Accused online hate group leader faces Sacramento judge on weapons restraining order
Accused online hate group leader Andrew Richard Casarez encouraged school shooters, wished he could replicate the 2018 Parkland high school mass shooting and called the 2015 massacre of Black parishioners at a Charleston, South Carolina church “the right answer,” a Sacramento County deputy testified Thursday as authorities argue to block the Orangevale man from keeping guns calling him a danger to the community.
Sacramento County sheriff’s Deputy Nate Grgich, detailed to the Sacramento FBI Terrorism Task Force, testified that Casarez online, on podcasts and in man-on-the-street-style interviews in San Francisco discovered by investigators show “multiple excerpts” of Casarez talking about the shootings. Of the Charleston shooting, for instance, Casarez “speaks specifically about what Dylann Roof did – that that was the right answer and that more people needed to do it,” Grgich said.
The emergency gun violence restraining order slapped on Casarez in July stays in place for now after a Thursday telephone hearing marked by technical glitches pushed the Sacramento Superior Court hearing into a second day scheduled for Aug. 20 before Sacramento Superior Court Judge David De Alba.

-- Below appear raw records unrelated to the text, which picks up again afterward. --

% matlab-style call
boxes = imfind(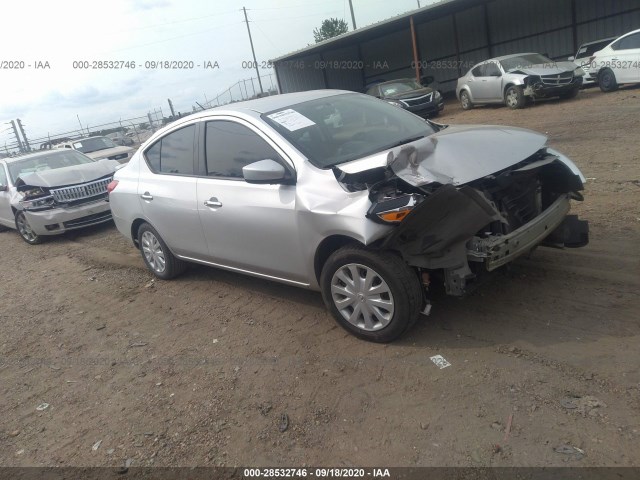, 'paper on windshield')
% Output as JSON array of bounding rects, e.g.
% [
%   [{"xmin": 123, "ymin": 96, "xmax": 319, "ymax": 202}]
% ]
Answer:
[{"xmin": 267, "ymin": 108, "xmax": 315, "ymax": 132}]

Hate researchers call Casarez, 27, one of the white power movement’s most violent extremists and a Sacramento FBI terrorism task force has been keeping tabs on him. Casarez is being investigated by sheriff’s detectives for blanketing a Hazel Avenue synagogue with anti-Semitic fliers in 2017 and 2018.
Local investigators say since being outed in July as “Vic Mackey,” the alleged head of the “Bowl Patrol,” the hundreds of online devotees of Roof, the teenage South Carolina white supremacist who shot and killed the nine parishioners at close range in 2015, he is potentially more dangerous as a “lone wolf” attacker wanting to prove his fidelity to the cause. A gun found by deputies executing a search warrant in July adds to the threat, sheriff’s officials said.
But Casarez’s attorney, Alan Donato, is having none of it. In court papers, Donato argued that Sacramento County Sheriff’s Office “helped incite a national media spectacle” in filing the emergency order, then used the court order to trample Casarez’s constitutional rights. By seizing Casarez’s legally registered 9 mm handgun, deputies used intimidation meant to silence the Orangevale man.
“No crime was committed – no act,” Donato said, arguing the order be lifted. De Alba declined.
“There’s much more (information) than what’s in the (sheriff’s) petition,” De Alba said. “I intend to give the sheriff’s department every opportunity to present it.”